As one easily infers from this presentation, Pop’s book, a mesmerizing read, is neither an art-historical study nor an illustration of the history of ideas, aesthetic as well as scientific. A truly interdisciplinary investigation, A Forest of Symbols is a book that aims at get a better understanding of the role and place of meaning in symbolic interaction (in this case through words and pictures, sometimes in synergy, sometimes in blatant conflict with each other). This better understanding, however, does not tend to solve the question of meaning by proposing a new theory of new methods of reading capable of delivering a more solid ground for reading and interpretation. Instead Pop’s endeavor is to enlighten the reasons why meaning or rather meanings are at the same time impossible to fix and absolutely necessary, unless one want to fall prey to one of the alternatives logical symbolist thinking decidedly questions: on the one hand empiricism, on the other hand subjectivism (or from a more collective point of view: social construction). Meanings, logical entities, mental images (and the notion of mental images supersedes the purely visual signification of the notion of image or picture) always emerge from the clash between world and mind (the “doubling problem” as Pop calls it), while also being the only possible way, in spite of their fundamental diversity and plurality, of negotiating between both as well as to better accept the internal divergences between competing meanings.

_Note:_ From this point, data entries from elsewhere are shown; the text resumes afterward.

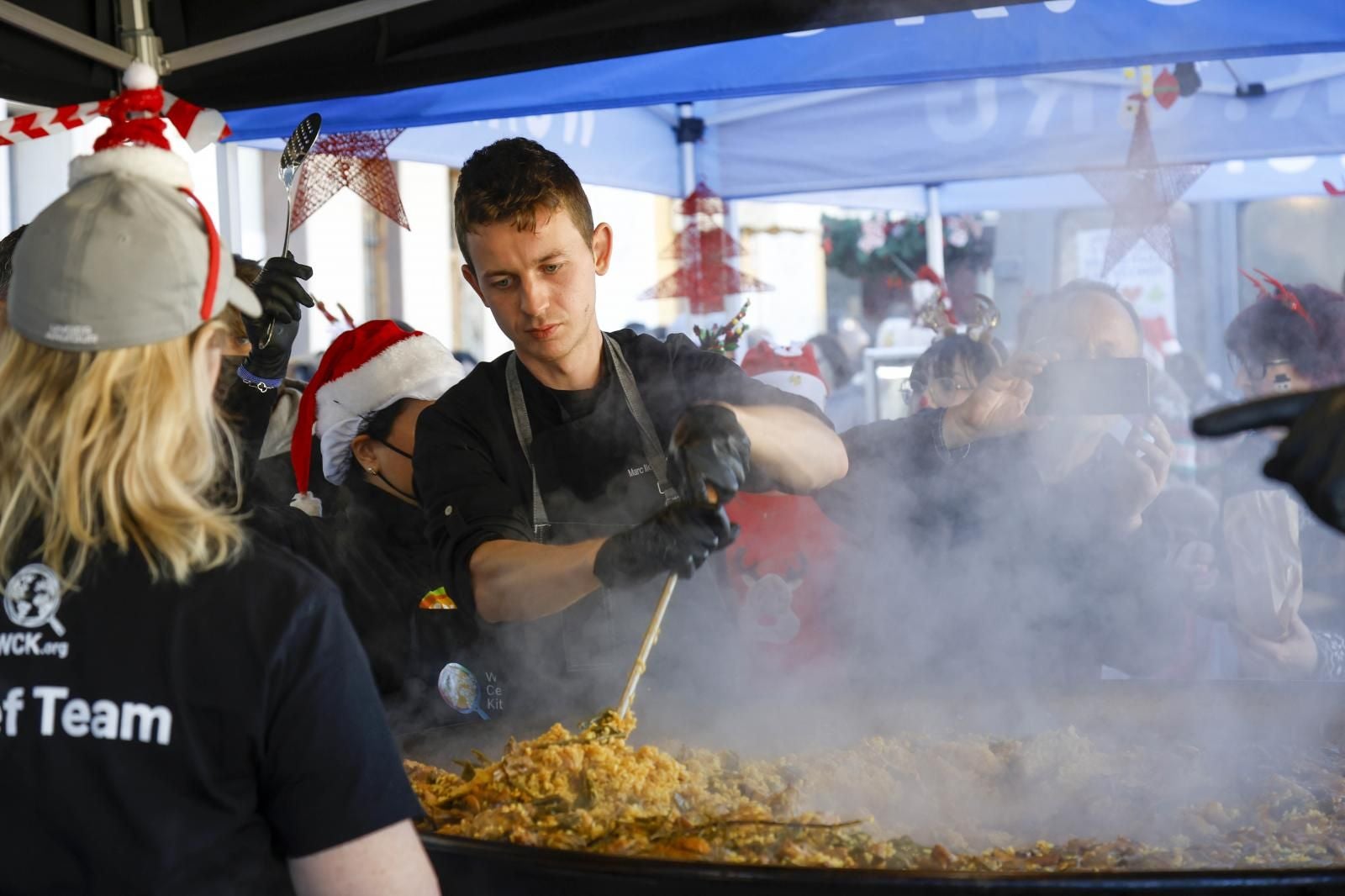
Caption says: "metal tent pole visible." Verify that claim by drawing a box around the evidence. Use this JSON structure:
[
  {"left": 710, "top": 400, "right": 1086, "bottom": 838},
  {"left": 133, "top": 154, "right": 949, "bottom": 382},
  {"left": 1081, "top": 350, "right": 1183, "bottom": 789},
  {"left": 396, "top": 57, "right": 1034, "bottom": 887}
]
[
  {"left": 675, "top": 103, "right": 704, "bottom": 198},
  {"left": 926, "top": 184, "right": 944, "bottom": 280}
]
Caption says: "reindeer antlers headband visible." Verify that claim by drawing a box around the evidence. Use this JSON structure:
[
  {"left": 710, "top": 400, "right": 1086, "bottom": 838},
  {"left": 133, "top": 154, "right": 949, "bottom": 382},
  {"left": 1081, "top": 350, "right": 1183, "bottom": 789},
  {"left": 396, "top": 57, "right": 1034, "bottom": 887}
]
[{"left": 1239, "top": 268, "right": 1316, "bottom": 332}]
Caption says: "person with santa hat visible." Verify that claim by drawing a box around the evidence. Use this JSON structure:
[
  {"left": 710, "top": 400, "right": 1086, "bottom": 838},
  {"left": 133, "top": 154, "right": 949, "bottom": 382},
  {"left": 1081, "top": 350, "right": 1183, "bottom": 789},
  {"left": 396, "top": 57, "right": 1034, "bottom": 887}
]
[
  {"left": 251, "top": 320, "right": 478, "bottom": 733},
  {"left": 415, "top": 137, "right": 846, "bottom": 721},
  {"left": 725, "top": 342, "right": 841, "bottom": 677},
  {"left": 0, "top": 64, "right": 439, "bottom": 894}
]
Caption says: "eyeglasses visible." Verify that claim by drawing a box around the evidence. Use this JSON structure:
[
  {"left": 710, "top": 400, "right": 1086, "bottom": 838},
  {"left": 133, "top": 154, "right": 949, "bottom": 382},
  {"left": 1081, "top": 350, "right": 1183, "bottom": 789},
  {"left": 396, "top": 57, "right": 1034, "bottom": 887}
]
[
  {"left": 901, "top": 377, "right": 975, "bottom": 408},
  {"left": 1228, "top": 354, "right": 1294, "bottom": 381}
]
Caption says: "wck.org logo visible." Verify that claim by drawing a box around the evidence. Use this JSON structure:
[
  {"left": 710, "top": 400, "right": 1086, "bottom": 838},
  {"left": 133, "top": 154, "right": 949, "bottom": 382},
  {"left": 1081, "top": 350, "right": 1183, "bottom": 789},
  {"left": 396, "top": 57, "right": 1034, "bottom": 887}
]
[{"left": 0, "top": 564, "right": 70, "bottom": 659}]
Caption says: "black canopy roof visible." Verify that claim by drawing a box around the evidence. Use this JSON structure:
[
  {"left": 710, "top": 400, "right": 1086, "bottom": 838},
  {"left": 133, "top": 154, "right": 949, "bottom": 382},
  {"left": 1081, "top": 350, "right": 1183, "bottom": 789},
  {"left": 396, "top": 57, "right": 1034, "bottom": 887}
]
[{"left": 0, "top": 0, "right": 1025, "bottom": 109}]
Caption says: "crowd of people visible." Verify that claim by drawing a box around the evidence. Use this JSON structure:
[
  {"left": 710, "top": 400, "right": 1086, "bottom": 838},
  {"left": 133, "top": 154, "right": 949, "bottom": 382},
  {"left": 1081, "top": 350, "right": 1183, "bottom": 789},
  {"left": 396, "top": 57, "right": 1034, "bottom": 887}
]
[{"left": 0, "top": 108, "right": 1345, "bottom": 893}]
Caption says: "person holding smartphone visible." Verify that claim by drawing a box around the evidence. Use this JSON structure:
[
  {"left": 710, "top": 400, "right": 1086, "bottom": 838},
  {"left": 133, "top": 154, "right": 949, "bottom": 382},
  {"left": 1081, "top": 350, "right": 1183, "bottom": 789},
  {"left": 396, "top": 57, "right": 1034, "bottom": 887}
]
[{"left": 818, "top": 282, "right": 1182, "bottom": 678}]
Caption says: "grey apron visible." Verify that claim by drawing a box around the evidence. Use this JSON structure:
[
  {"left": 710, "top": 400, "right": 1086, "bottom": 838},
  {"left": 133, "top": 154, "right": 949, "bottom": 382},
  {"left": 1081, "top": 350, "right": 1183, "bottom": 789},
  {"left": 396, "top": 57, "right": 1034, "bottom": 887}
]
[{"left": 498, "top": 334, "right": 677, "bottom": 723}]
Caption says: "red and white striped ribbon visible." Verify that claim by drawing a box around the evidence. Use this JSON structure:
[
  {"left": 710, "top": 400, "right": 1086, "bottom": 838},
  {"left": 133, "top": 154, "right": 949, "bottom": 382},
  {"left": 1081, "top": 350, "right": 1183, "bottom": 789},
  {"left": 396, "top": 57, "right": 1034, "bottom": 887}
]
[{"left": 0, "top": 90, "right": 230, "bottom": 150}]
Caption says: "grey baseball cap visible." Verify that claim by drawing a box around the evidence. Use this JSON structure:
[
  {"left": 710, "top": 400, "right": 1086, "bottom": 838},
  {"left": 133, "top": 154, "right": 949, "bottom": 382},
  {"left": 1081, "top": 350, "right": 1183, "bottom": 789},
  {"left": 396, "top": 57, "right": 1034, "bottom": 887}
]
[{"left": 9, "top": 146, "right": 261, "bottom": 351}]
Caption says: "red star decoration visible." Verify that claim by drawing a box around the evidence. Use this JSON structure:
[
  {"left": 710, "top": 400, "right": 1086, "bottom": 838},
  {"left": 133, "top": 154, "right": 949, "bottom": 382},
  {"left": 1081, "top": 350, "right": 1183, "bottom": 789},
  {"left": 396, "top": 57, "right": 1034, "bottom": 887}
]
[
  {"left": 1083, "top": 99, "right": 1209, "bottom": 277},
  {"left": 641, "top": 183, "right": 775, "bottom": 315},
  {"left": 289, "top": 128, "right": 410, "bottom": 230}
]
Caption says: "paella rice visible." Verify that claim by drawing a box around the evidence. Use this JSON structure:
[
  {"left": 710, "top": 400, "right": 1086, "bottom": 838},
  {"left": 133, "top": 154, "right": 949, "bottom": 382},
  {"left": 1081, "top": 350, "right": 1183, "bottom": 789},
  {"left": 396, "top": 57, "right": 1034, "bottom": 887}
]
[{"left": 406, "top": 710, "right": 1345, "bottom": 873}]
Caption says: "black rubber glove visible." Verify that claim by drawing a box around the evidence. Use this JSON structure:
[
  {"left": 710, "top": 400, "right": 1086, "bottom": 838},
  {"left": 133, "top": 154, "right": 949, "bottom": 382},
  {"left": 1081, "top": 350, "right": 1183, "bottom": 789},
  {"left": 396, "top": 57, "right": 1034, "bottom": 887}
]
[
  {"left": 593, "top": 502, "right": 738, "bottom": 588},
  {"left": 1192, "top": 386, "right": 1345, "bottom": 531},
  {"left": 244, "top": 251, "right": 314, "bottom": 379},
  {"left": 668, "top": 405, "right": 752, "bottom": 504}
]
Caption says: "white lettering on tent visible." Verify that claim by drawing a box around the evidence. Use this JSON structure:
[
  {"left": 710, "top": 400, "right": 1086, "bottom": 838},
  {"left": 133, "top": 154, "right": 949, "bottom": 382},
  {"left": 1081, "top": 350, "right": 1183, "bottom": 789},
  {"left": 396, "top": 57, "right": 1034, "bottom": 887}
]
[
  {"left": 926, "top": 78, "right": 1000, "bottom": 143},
  {"left": 1022, "top": 78, "right": 1079, "bottom": 137},
  {"left": 523, "top": 116, "right": 551, "bottom": 140}
]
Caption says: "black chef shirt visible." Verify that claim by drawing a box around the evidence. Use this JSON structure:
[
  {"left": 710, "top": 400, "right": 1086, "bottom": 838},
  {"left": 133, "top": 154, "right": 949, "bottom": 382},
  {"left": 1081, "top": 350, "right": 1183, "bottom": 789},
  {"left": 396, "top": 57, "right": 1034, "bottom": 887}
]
[
  {"left": 415, "top": 329, "right": 825, "bottom": 611},
  {"left": 0, "top": 540, "right": 419, "bottom": 894}
]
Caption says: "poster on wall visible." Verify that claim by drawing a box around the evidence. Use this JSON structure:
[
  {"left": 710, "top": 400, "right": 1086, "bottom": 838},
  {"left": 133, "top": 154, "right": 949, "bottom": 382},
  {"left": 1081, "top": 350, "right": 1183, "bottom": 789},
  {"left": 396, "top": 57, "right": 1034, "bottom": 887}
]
[{"left": 1074, "top": 228, "right": 1177, "bottom": 356}]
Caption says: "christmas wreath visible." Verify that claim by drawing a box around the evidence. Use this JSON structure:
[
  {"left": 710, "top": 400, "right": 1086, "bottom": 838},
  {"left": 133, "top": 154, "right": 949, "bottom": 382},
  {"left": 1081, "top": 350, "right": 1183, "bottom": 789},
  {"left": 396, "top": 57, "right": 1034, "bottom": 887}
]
[{"left": 822, "top": 215, "right": 995, "bottom": 285}]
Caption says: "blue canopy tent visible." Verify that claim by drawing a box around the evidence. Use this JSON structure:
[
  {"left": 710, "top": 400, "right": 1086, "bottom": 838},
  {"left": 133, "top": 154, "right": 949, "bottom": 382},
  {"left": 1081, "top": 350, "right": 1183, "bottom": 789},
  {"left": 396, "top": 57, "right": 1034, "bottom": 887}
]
[
  {"left": 229, "top": 0, "right": 1345, "bottom": 210},
  {"left": 218, "top": 0, "right": 1345, "bottom": 406}
]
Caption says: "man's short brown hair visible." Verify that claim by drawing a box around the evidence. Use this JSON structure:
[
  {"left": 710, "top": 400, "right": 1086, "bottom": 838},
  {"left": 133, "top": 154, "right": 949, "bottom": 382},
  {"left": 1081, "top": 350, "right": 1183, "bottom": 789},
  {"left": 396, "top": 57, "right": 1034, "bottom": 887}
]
[{"left": 453, "top": 137, "right": 593, "bottom": 271}]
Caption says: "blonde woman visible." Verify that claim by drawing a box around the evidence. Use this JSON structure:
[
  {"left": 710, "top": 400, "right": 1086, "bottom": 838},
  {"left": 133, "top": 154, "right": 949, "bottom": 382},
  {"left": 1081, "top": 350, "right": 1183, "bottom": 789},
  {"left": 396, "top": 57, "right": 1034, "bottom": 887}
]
[{"left": 0, "top": 140, "right": 437, "bottom": 893}]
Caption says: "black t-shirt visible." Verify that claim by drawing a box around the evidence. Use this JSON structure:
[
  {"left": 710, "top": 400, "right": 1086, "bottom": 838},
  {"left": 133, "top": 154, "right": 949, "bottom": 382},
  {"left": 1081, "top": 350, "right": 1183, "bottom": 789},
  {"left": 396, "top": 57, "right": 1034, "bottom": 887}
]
[
  {"left": 0, "top": 538, "right": 419, "bottom": 894},
  {"left": 415, "top": 329, "right": 825, "bottom": 609}
]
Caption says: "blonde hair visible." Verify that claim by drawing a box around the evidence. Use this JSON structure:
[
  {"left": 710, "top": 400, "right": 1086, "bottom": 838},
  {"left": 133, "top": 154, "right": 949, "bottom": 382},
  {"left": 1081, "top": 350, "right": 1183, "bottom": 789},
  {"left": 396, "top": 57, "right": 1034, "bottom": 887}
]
[{"left": 0, "top": 322, "right": 245, "bottom": 585}]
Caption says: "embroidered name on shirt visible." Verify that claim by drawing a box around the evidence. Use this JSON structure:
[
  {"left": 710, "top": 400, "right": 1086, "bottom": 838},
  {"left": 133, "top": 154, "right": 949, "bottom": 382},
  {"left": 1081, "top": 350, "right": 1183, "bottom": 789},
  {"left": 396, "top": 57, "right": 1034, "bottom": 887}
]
[{"left": 0, "top": 685, "right": 172, "bottom": 746}]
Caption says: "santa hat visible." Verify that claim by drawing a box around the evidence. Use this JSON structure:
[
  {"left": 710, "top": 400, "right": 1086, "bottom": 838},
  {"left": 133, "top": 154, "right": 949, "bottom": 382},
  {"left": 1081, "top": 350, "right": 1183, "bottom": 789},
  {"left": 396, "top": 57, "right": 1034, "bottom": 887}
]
[
  {"left": 742, "top": 340, "right": 827, "bottom": 408},
  {"left": 289, "top": 320, "right": 462, "bottom": 517},
  {"left": 7, "top": 63, "right": 261, "bottom": 351}
]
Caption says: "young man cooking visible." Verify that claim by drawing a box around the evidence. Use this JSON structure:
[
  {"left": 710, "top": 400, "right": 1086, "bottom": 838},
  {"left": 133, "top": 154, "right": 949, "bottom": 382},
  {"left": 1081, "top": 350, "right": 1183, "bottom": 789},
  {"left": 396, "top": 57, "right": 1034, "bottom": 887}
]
[{"left": 414, "top": 139, "right": 847, "bottom": 721}]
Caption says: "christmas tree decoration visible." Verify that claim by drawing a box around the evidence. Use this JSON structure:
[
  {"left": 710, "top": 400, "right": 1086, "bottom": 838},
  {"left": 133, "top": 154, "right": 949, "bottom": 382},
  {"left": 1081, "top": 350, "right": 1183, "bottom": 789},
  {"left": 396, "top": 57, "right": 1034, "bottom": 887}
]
[
  {"left": 289, "top": 128, "right": 412, "bottom": 230},
  {"left": 1154, "top": 69, "right": 1181, "bottom": 109},
  {"left": 1083, "top": 94, "right": 1209, "bottom": 277},
  {"left": 641, "top": 183, "right": 775, "bottom": 315},
  {"left": 691, "top": 298, "right": 752, "bottom": 358}
]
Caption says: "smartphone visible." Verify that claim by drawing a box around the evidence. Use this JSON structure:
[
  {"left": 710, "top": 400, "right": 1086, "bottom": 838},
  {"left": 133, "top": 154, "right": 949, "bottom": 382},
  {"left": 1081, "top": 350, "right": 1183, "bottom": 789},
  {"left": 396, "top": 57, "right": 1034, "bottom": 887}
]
[{"left": 1027, "top": 358, "right": 1150, "bottom": 417}]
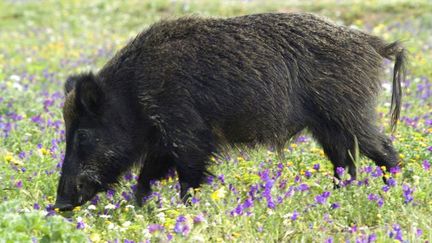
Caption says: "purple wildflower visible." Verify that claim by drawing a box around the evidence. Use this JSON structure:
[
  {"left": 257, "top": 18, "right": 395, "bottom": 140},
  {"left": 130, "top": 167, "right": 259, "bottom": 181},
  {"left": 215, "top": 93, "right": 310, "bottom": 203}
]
[
  {"left": 291, "top": 210, "right": 299, "bottom": 221},
  {"left": 331, "top": 203, "right": 340, "bottom": 209},
  {"left": 147, "top": 224, "right": 164, "bottom": 234},
  {"left": 368, "top": 193, "right": 378, "bottom": 201},
  {"left": 124, "top": 172, "right": 133, "bottom": 181},
  {"left": 76, "top": 221, "right": 85, "bottom": 229},
  {"left": 389, "top": 224, "right": 403, "bottom": 242},
  {"left": 402, "top": 184, "right": 414, "bottom": 204},
  {"left": 174, "top": 215, "right": 190, "bottom": 235},
  {"left": 122, "top": 192, "right": 132, "bottom": 201},
  {"left": 336, "top": 167, "right": 345, "bottom": 177},
  {"left": 315, "top": 191, "right": 330, "bottom": 204},
  {"left": 33, "top": 203, "right": 40, "bottom": 210},
  {"left": 387, "top": 177, "right": 397, "bottom": 187},
  {"left": 367, "top": 233, "right": 376, "bottom": 243},
  {"left": 422, "top": 160, "right": 430, "bottom": 170},
  {"left": 297, "top": 183, "right": 310, "bottom": 192},
  {"left": 15, "top": 180, "right": 23, "bottom": 189},
  {"left": 107, "top": 189, "right": 115, "bottom": 199},
  {"left": 218, "top": 174, "right": 225, "bottom": 184},
  {"left": 191, "top": 197, "right": 200, "bottom": 204},
  {"left": 194, "top": 214, "right": 205, "bottom": 224},
  {"left": 364, "top": 166, "right": 373, "bottom": 174},
  {"left": 390, "top": 166, "right": 401, "bottom": 175}
]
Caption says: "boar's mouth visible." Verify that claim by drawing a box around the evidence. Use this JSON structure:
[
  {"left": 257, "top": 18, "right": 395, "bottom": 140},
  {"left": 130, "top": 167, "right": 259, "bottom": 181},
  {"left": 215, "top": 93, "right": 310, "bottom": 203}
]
[{"left": 54, "top": 178, "right": 103, "bottom": 211}]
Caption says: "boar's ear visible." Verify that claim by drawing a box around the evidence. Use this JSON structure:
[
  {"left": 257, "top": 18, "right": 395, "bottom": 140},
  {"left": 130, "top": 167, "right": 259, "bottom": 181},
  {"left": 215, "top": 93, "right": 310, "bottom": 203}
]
[{"left": 75, "top": 73, "right": 103, "bottom": 114}]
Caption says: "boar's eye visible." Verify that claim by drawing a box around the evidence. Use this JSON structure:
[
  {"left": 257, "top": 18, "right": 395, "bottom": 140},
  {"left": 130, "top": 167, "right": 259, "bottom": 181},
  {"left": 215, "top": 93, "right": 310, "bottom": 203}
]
[{"left": 77, "top": 130, "right": 90, "bottom": 144}]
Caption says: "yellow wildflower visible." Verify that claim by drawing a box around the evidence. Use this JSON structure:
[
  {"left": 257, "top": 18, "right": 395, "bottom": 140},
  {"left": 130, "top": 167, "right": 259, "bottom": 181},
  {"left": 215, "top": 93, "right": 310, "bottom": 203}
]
[
  {"left": 90, "top": 233, "right": 101, "bottom": 242},
  {"left": 210, "top": 187, "right": 226, "bottom": 201},
  {"left": 40, "top": 148, "right": 50, "bottom": 155}
]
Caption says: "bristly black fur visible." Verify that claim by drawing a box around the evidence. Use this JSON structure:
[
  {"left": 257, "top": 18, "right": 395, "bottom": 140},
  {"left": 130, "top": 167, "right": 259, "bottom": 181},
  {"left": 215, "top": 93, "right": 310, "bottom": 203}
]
[{"left": 54, "top": 13, "right": 406, "bottom": 211}]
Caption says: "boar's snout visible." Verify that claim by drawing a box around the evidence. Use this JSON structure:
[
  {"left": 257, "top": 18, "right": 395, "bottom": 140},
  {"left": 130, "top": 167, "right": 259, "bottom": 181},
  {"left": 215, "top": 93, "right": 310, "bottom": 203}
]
[
  {"left": 54, "top": 175, "right": 78, "bottom": 211},
  {"left": 54, "top": 175, "right": 100, "bottom": 211}
]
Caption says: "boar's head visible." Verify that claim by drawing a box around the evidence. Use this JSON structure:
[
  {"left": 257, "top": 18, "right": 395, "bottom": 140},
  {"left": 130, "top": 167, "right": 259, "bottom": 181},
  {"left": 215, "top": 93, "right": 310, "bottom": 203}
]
[{"left": 54, "top": 73, "right": 144, "bottom": 210}]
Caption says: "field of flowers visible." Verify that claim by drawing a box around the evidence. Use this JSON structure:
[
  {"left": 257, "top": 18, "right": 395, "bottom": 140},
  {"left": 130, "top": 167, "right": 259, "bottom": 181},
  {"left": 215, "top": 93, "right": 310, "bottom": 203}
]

The conceptual and disciplinary scope of A Forest of Symbols is exceptionally broad. This is clearly not a book written by an art historian who is also interested in science, or an historian of science who also like painting and literature. Pop masterfully moves from one field to another without ever privileging one of them. The refusal to give plain answers to difficult questions (at the end of this study, there is no “quotable” short answer to the question, what is a symbol?, for instance) is subtly underlined by the extreme precision and wealth of the brilliant illustrations that accompany the author’s argumentation, as if it were possible (but of course it isn’t!) to grasp the meaning of the book by just reading the sequential organization of surprising and often not well-known images. Just as pictures bear meanings, which go beyond their mere referent or their mere subjective experience by a body and mind, texts bear pictures, which both skillfully illustrate and strangely destabilize the prose of Andrei Pop.